Ibu Kota Banyumas (Kota Banyumas) terpaksa dipindah ke Kota Purwokerto. Kata Purwokerto berasal dari “purwo” yang artinya wiwitan atau asal muasal, dan “kerto” yang artinya kemakmuran, jadi purwokerto: awal; mula kemakmuran. Peralihan ini menjadikan Kota Banyumas menjadi ibu kota kecamatan Banyumas, sedangkan Purwokerto menjadi ibu kota Kabupaten Banyumas sekaligus kota penyanggah (hinterland) bagi Banyumas dengan beberapa alasan sejarah: industri; tempat wisata; sarana transportasi; pabrik dan sebagainya. Kota Banyumas Kota tanpa terminal? Lihatlah bus-bus dari Jawa maupun luar Jawa selalu mencantumkan Purwokerto sebagai trayek utama. Orang rantau akan tahu Purwokerto ketimbang Banyumas. Oleh karenanya, Banyumas menjadi kota kedua yang dirujuk setelah menyebut nama kota “induk”. Tersebutlah Banyumas, ingatan pembaca melayang ke Purwokerto, kota mungil dengan deretan kampus-kampus, yang berlari menjadi kota pelajar. Kampus (swasta dan negeri) banyak bercokol; Lembaga kursus (swasta dan negeri) kian bersemai; ruko-ruko berdesak-desakan. Kota Purwokerto mencipta banyak jalan dan persimpangan. Jalan purwokerto: jalan kecil yang punya hasrat terlalu besar, semua bernafsu tumbuh di sisinya, tak kenal ruang, tak kenal waktu. Meminjam istilah J.J, Helsdingen (1928) : masalah jalan adalah masalah hidup matinya kota.
Begitulah, ada begitu banyak kota yang dulu jaya, kini surut, hilang gema. Kota-kota kecil di Banyumas muncul berebut tumbuh, sebut saja: Ajibarang; Sokaraja; Baturraden; Kota Lama Banyumas. Ajibarang tumbuh dengan jalan-jalan membujur lapang. Kota ini memilki sumber daya alam berupa sawah yang luas, perkebunan, dan tanah yang subur. Kota ini mulai dicaplok industri: pabrik semen. Sokaraja tumbuh manis dengan industri pangan dan sandang. Kota ini juga pernah menyandang kota lukis. Baturraden, kota kecil yang permai, dikelilingi sawah bertingkat, air terjun dan bukit biru. Destinasi wisata tumbuh mekar menghias lanskap Gunung Slamet. Baturraden terasa sejuk meski kerap saya merasa panas sendiri, sebab saya ketahui diam-diam banyak perempuan tebal bergincu berkeliaran.
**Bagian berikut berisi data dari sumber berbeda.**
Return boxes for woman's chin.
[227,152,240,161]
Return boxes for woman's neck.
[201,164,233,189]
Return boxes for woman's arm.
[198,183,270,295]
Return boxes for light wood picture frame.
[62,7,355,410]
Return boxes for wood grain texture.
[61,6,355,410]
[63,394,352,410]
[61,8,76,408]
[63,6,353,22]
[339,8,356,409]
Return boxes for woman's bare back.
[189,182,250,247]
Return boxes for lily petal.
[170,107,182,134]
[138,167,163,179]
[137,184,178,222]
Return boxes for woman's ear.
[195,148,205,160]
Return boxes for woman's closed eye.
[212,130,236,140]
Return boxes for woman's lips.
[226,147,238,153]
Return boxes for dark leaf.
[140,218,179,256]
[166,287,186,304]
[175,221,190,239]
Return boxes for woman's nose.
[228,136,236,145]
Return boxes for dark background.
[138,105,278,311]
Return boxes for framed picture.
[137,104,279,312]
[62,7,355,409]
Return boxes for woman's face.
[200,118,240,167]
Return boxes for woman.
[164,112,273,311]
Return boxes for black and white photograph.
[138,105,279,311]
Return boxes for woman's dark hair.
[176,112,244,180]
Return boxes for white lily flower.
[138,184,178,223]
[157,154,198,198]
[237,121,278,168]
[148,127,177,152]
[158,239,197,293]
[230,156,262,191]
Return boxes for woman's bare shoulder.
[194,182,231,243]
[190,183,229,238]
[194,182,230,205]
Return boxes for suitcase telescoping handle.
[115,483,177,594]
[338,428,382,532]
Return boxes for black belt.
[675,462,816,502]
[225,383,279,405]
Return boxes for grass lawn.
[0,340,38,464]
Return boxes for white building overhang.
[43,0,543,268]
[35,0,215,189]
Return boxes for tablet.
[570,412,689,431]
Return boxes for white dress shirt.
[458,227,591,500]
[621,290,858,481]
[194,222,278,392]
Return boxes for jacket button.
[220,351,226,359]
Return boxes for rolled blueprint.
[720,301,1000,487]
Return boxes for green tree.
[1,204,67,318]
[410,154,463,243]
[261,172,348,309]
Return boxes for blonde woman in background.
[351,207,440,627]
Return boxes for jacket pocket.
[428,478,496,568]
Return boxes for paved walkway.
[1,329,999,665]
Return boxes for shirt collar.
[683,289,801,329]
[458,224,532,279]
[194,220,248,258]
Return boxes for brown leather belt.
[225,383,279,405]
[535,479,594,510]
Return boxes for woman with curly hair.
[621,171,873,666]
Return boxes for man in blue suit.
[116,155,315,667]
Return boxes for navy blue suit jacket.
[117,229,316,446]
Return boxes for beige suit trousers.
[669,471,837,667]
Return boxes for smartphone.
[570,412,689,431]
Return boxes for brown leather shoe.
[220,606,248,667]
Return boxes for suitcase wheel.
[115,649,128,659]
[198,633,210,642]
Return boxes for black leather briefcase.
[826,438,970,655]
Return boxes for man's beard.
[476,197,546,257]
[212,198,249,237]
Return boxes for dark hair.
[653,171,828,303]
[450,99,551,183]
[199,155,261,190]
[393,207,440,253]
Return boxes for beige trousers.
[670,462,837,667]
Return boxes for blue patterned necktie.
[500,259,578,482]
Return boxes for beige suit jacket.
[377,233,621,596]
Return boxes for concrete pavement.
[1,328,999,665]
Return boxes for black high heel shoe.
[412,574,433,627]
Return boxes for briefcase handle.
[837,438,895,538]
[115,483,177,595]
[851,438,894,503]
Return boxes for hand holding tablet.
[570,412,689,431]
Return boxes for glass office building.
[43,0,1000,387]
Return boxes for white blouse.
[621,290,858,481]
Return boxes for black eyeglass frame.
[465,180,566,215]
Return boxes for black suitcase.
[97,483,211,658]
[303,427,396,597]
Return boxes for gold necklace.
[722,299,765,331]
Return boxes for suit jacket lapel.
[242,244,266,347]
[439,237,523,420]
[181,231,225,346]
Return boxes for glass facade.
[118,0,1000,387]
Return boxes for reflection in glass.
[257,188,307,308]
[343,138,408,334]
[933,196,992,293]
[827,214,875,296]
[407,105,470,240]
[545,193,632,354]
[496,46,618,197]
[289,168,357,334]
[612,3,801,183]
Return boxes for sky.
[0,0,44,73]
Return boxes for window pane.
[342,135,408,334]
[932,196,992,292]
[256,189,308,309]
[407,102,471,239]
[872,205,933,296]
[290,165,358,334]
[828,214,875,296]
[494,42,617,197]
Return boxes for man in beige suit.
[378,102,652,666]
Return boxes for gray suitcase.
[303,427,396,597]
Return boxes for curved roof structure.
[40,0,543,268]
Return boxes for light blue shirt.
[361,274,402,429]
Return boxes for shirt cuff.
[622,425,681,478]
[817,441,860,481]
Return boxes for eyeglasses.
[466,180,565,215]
Dan kota lama Banyumas tak hendak menyerah, susah payah menjaga apa yang pantas dijaga. Kota Banyumas menjadi kota kebudayaan. Kota tua dan murung tengah mencari ruh untuk mewartakan diri pada dunia tentang jejak peradaban manusia. Kota Lama Banyumas menjelma kota nostalgia dan utopia. Banyak event kebudayaan dan gedung-gedung sisa kolonial. Inilah hikayat kota lama yang berbagi peran dengan kota kecil yang menjadi penyanggah. Bagaimanapun peran kota lama Banyumas tidak akan terganti, sebab kota lama telah menjadi cerita, legenda, bahkan kenangan. “Kota-kota, seperti halnya mimpi, terjadi karena hasrat dan ketakutan,” kata toko Marco Polo kepada Kublai Khan dalam salah satu kisah ajaib Italo Calvino.
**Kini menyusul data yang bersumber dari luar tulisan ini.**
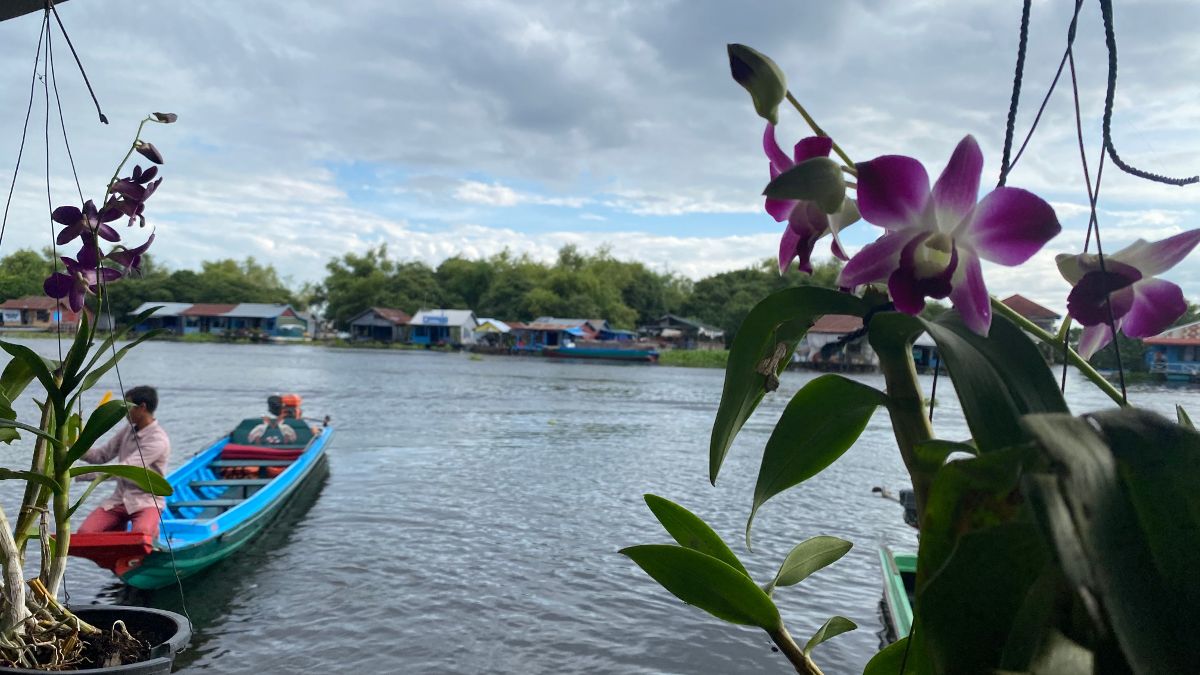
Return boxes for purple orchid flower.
[836,135,1061,335]
[111,166,163,226]
[51,199,122,245]
[43,249,122,313]
[1057,229,1200,358]
[763,125,857,274]
[108,232,155,274]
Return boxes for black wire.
[49,1,107,125]
[1098,0,1197,186]
[997,0,1032,187]
[42,15,63,365]
[48,27,84,204]
[0,11,47,251]
[927,354,939,423]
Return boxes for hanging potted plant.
[0,110,189,671]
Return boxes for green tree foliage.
[0,249,52,301]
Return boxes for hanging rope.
[996,0,1032,187]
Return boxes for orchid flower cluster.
[765,122,1198,352]
[42,116,173,314]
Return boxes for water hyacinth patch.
[1057,229,1200,358]
[837,135,1061,335]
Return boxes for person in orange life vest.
[77,386,170,537]
[247,395,297,444]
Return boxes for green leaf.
[919,311,1067,453]
[727,44,787,126]
[643,494,748,577]
[763,156,847,214]
[912,439,976,473]
[64,400,129,466]
[69,464,171,496]
[0,468,61,495]
[67,474,109,519]
[765,535,852,594]
[0,418,63,447]
[79,329,162,393]
[1022,408,1200,673]
[749,374,885,542]
[0,340,62,411]
[620,544,781,630]
[710,287,868,484]
[863,638,913,675]
[79,306,159,376]
[1176,404,1194,429]
[803,615,856,657]
[0,354,38,404]
[59,311,92,394]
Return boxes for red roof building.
[1001,294,1060,331]
[0,296,82,330]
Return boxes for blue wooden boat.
[542,343,658,363]
[70,409,334,590]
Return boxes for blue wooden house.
[1144,321,1200,380]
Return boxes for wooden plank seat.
[170,499,245,510]
[189,479,272,488]
[209,459,294,468]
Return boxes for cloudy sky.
[0,0,1197,311]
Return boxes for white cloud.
[453,180,589,208]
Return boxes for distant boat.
[70,408,334,590]
[542,341,658,363]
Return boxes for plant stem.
[990,298,1126,406]
[875,337,935,523]
[0,505,31,638]
[103,115,151,201]
[785,91,856,174]
[43,424,70,597]
[768,627,823,675]
[13,402,54,560]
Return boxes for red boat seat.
[68,531,154,577]
[220,443,305,460]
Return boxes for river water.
[1,340,1198,674]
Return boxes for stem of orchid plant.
[103,116,152,201]
[874,336,935,526]
[785,92,857,174]
[43,423,71,597]
[989,297,1126,406]
[0,504,31,639]
[767,626,823,675]
[13,402,54,561]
Kota Banyumas menjadi kota kebudayaan. Kota tua dan murung tengah mencari ruh untuk mewartakan diri pada dunia tentang jejak peradaban manusia. Kota Lama Banyumas menjelma kota nostalgia dan utopia. Banyak event kebudayaan dan gedung-gedung sisa kolonial. Inilah hikayat kota lama yang berbagi peran dengan kota kecil yang menjadi penyanggah.
Saya tinggal di Purwokerto, di kota kecil ini semua jalan beraspal, jumlahnya terus bertambah, seperti labirin. Terbaru, terdapat simpangan di jalan kota: Jalan Bung Karno. Simpangan jalan memiliki porsfektif untuk berkembang deretan gedung-gedung, menara, restaurant, tempat publik. Kemudian sawah-sawah diratakan dan ditanam beton dan cor, lalu mencipta gudang kebutuhan dan pusat konsumsi. Saya merasa beruntung tinggal di Purwokerto. Tapi kadang ngelangut sedih teringat banyak area persawahan banyak tercaplok pembangunan.

Jalan Bung Karno dilihat dari Menara Teratai. Sumber: (suara merdeka banyumas.com)

Alun-Alun Purwokerto dan sebuah Mall yang berhadapan. Sumber: (suara merdeka banyumas.com)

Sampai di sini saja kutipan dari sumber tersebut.